No, I found the movie thrilling. And this redundancy aspect was a statement, too. New makers, same spirit. If a lot was the same, a lot was different. Anyway, that wasn't my complaint. Nor was the deus ex machina of the Millennium Falcon appearing early on. That said something like, "Ha, gotcha. You didn't realize the Millennium Falcon was part of the Force, did you? It is. Fate will not explain itself to you always." The plot hole improved the experience in meta. No, my biggest complaint was that certain little moments had become de rigueur. When the trilogy of trilogies was first outlined, did Mr. Lucas have any idea how many scenes would involve a Jedi (or Jedi to be) in a fight, arm outstretched, verging on vanquished, light saber pathetically far off, wobbling? It wasn't story parallels or special effects or the unexplainable, but these little tics that were now shopworn. You aren't rehashing old story when things like this happen. You're... a genre.
And that's what resolved the irritation for me. I read another interview with the guy who wrote the script with the director, and he talked very openly about the work of writing genre stories. He'd decided that Star Wars was a genre, and he was thinking about it in exactly those terms. Ah, I thought. Ok. That was intentional.
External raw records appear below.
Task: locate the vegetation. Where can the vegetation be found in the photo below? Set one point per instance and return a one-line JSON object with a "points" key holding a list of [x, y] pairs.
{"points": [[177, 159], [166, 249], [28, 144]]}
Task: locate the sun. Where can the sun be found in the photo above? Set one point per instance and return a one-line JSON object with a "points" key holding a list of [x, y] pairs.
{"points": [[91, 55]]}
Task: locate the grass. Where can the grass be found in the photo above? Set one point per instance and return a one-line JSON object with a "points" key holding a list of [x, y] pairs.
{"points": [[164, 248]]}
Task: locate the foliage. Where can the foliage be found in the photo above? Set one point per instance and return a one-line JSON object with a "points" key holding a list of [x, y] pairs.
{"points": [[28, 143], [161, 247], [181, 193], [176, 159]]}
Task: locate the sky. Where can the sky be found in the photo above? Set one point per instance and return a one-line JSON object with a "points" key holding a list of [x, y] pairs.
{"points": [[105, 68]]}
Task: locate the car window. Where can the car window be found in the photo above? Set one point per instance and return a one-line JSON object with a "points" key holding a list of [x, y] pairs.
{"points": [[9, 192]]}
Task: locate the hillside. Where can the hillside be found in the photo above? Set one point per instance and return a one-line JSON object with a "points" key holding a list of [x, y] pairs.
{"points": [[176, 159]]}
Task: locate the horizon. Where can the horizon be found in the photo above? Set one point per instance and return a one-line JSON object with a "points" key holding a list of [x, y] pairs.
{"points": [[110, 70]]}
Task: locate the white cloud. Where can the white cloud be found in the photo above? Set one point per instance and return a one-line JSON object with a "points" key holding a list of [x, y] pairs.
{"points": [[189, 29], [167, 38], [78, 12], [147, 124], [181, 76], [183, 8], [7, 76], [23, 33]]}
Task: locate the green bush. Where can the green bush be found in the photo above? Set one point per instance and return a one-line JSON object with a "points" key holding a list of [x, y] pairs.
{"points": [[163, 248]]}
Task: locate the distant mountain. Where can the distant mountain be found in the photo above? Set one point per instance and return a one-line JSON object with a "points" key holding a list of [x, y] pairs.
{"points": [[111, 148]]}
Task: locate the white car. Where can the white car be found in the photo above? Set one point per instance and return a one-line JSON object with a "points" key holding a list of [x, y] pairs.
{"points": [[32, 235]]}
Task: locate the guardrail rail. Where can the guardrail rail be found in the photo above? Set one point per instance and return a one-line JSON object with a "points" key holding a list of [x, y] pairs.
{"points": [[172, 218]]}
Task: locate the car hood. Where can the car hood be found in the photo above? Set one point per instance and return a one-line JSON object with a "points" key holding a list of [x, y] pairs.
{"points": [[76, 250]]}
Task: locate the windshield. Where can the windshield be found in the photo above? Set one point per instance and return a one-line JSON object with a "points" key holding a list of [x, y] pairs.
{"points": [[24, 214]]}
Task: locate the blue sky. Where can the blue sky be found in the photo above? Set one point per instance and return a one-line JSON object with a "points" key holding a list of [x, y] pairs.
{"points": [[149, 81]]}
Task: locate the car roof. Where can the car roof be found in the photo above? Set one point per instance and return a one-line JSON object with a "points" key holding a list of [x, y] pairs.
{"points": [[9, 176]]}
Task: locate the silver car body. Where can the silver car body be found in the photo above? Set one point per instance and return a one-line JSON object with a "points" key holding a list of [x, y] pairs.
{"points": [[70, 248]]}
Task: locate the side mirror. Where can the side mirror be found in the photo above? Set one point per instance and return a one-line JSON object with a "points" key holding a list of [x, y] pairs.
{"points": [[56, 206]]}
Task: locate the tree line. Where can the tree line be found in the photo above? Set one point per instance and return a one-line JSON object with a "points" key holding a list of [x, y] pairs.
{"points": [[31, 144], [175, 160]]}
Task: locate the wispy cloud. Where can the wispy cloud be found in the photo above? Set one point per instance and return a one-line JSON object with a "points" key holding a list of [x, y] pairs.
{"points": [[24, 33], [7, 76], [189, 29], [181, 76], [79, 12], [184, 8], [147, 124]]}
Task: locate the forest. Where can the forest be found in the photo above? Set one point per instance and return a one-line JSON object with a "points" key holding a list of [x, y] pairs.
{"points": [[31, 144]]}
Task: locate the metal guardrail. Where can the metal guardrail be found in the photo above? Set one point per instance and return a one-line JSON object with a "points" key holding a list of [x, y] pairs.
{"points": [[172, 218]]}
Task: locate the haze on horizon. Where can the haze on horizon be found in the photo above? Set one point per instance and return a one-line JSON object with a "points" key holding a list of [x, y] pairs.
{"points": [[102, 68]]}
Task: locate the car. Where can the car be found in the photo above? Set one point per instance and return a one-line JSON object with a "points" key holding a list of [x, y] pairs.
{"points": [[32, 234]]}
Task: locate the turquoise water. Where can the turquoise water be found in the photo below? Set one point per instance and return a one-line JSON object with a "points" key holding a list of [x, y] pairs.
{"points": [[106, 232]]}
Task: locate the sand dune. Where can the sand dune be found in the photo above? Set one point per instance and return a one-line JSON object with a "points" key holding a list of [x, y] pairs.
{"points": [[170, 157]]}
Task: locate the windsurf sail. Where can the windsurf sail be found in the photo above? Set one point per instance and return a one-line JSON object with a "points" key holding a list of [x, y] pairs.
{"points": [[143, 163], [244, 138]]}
The next thing he said was what was most interesting. He said that genre doesn't tell you what story to tell. It doesn't tell you what your theme is, your point, your message. You can write a strict genre movie (book, song, etc) about absolutely anything. And that's the beauty of genre. It's like the form of a poem. A sonnet could be about anything you want.
In other words, the medium isn't the message. Right?
It is a metaphor. Your eyes are not two shining suns. Your eyes are biological material with lenses and photoreceptors.
And this unrolls tendrils especially when you think in Claude Shannon terms about what a medium actually is. A medium is something like a sheet of paper. Papyrus is one medium, vellum another, tapestry another, woodcut another, flattened and bound wood pulp another—all closely related. Sure, a sheet of paper could suggest all kinds of ideas to you, and there are ways you cannot repurpose a sheet of paper. But there is so much you can represent on or with a sheet of paper that you are almost unconstrained. The sheet is genre. You can make it about anything you want.
It's worth agreeing that medium, genre, series, form, and format are different ideas. But this actually feeds into the larger claim. If genre allows just about any message, then medium certainly does. McLuhan is right, of course: choice of medium (and genre, series, form, format, etc) is part of the message and imbues it. And the appearance of a new medium changes society, revealing natural hierarchies and possibilities previously unknown. But we also need to agree that all these nouns work as information channels in the brass tacks mathematical sense outlined by Claude Shannon. Genre—say "historical fiction" or "dubstep" or "televised golf"—is like a wire. It's a narrower wire than medium—say "podcast" or "magazine" or "plasticine."** But they're both wire-like, media, tubes of aether. And both work just like wires to carry what wouldn't be there otherwise, which brings options to sender and receiver.
**If you want to call these more expansive names like "recorded sound" and "print" and "sculpture," then so much the better. That strengthens the argument.